ON MY commute to Newport the other day I had plenty of time for contemplation, sitting in stationary traffic. With pretty much one operational road from the east while Staplers was decommissioned, my daily drive has become a miserable crawl.

Running parallel to Fairlee Road is the old railway line. As I looked across to its tree-lined border, I imagined the first shiny steam train overtaking horse-drawn vehicles when that section of track opened in December 1875.

Sighing, I switched off my car's engine, and turned to my passenger: "I wonder what Victorians would make of today's transport.

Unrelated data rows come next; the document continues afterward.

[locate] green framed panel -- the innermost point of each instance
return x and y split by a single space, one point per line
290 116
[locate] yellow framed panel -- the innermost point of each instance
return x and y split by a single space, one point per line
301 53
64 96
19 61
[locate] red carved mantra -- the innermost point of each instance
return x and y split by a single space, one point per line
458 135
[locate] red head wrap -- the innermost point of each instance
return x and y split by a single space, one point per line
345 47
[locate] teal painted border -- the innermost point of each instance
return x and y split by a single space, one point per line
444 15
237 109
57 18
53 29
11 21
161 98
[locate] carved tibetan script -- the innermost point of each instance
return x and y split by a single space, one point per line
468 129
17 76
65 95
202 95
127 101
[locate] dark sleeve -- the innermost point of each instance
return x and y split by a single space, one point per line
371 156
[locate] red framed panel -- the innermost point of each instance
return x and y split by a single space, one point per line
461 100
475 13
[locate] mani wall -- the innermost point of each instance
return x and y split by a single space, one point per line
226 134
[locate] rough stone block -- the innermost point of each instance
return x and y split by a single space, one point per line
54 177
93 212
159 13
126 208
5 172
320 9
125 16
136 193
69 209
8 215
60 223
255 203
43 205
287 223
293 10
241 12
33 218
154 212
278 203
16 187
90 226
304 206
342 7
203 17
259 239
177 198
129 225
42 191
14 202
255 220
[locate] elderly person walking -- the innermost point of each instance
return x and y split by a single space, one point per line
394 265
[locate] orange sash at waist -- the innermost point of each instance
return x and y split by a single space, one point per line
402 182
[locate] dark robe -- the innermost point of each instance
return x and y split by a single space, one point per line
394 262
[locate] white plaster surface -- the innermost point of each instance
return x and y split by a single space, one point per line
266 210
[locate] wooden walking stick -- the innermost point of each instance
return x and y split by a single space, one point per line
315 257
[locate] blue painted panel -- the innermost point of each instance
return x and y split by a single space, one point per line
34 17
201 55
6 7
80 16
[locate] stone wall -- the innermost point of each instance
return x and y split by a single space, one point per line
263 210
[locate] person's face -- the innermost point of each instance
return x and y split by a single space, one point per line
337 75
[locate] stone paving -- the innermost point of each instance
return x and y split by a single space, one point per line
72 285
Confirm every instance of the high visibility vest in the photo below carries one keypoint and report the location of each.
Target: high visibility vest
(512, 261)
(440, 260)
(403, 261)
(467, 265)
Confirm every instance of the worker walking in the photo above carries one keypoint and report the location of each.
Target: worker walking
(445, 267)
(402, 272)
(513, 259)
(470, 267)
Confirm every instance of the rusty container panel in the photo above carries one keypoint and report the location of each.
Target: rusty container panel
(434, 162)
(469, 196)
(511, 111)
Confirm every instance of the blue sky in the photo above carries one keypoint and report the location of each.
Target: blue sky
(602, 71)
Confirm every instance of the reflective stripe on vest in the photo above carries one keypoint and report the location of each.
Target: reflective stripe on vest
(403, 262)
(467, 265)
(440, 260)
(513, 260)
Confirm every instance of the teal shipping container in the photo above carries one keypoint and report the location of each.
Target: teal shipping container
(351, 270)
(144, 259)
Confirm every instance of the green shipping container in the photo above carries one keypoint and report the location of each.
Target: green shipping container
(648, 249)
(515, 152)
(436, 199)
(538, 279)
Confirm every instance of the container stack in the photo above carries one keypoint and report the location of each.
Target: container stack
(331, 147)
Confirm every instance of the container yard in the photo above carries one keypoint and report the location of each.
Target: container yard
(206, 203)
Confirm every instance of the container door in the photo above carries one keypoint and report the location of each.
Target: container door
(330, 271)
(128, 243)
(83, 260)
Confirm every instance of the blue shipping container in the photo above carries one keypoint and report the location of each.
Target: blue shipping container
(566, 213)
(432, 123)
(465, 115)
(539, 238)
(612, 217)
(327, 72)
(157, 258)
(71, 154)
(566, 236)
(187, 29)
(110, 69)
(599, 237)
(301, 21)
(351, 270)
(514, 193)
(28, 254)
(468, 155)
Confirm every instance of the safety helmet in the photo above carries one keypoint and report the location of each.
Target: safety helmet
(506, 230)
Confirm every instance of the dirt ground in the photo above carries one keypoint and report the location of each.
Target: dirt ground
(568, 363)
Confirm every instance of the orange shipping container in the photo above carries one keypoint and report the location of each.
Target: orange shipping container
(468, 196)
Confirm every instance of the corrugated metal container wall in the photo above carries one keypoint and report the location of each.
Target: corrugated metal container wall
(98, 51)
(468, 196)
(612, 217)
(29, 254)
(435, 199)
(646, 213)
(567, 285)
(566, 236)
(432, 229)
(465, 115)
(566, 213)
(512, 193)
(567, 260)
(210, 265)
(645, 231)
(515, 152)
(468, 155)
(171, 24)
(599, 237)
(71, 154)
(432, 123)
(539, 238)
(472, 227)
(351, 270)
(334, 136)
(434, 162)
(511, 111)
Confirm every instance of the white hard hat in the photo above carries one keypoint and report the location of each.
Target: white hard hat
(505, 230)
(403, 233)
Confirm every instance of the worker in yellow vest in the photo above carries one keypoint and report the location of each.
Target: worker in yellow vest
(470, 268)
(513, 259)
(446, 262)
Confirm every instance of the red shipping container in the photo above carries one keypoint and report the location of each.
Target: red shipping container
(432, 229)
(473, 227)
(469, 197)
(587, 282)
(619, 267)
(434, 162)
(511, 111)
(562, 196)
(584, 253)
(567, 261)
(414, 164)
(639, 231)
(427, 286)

Back then the Island was criss-crossed with railways connecting all four corners of the diamond." Daydreaming about travelling to Newport on an efficient and affordable train, I considered other amazing ways Victorian engineers had improved people's lives with viaducts, sanitation, and irrigation.

"Yeah," my car-share chum replied. "But it wasn't all utopia — lots of these capital projects were funded by money made from slavery."

"But what about the improvements to public health and education? Victorian philanthropists created public libraries," I retorted.

"Some municipal constructions were the result of unfettered unregulated capitalism, the environmental impacts of which are still being felt today,” came the reply.

As each of my points about Victorians was countered with references to workhouses, disease or prostitution, suddenly we were re-enacting that famous scene from Monty Python's Life of Brian where Reg, played by John Cleese, argues: "What have the Romans ever done for us?”

This year is the 40th anniversary of the release (or should that be welease?) of Life of Brian. I often have cause to think of that other much-quoted dialogue in the hilariously well-observed amphitheatre scene, where the Judean People's Front is hated by the People's Front of Judea, both of whom detest the Judean Popular People's Front — the splitters!

Although the IW community is very altruistic, with fundraising events, clubs and societies for all sorts of niche activities and issues, sooner or later there is some sort of schism.

Who can forget 2006's MarmaladeGate, when a rift in the Island Farmers’ Market led to the formation of a separate group called Vectis Food and Craft, who were hoping to work closely with the Island Food and Craft Association? I often wonder what happened to that lone jam maker in Roud who was the sole and founder member of the Popular People's Food and Craft Front.

And, what about BiscuitGate and other convoluted infighting at Bembridge Parish Council? For those of us outside the bickering parish, the symbolic giant inflatable digestive is surely a precursor to an, ahem, breakaway group being formed. Watch this space.

Before it was in our cinemas, Medina Borough Council's policy and resources committee members voted in favour of a private screening of Life of Brian so they could judge whether the 'blasphemous' film would be suitable viewing for Island folks. They obviously decided against a ban as some behaviours in the film were already pretty much a national pastime here!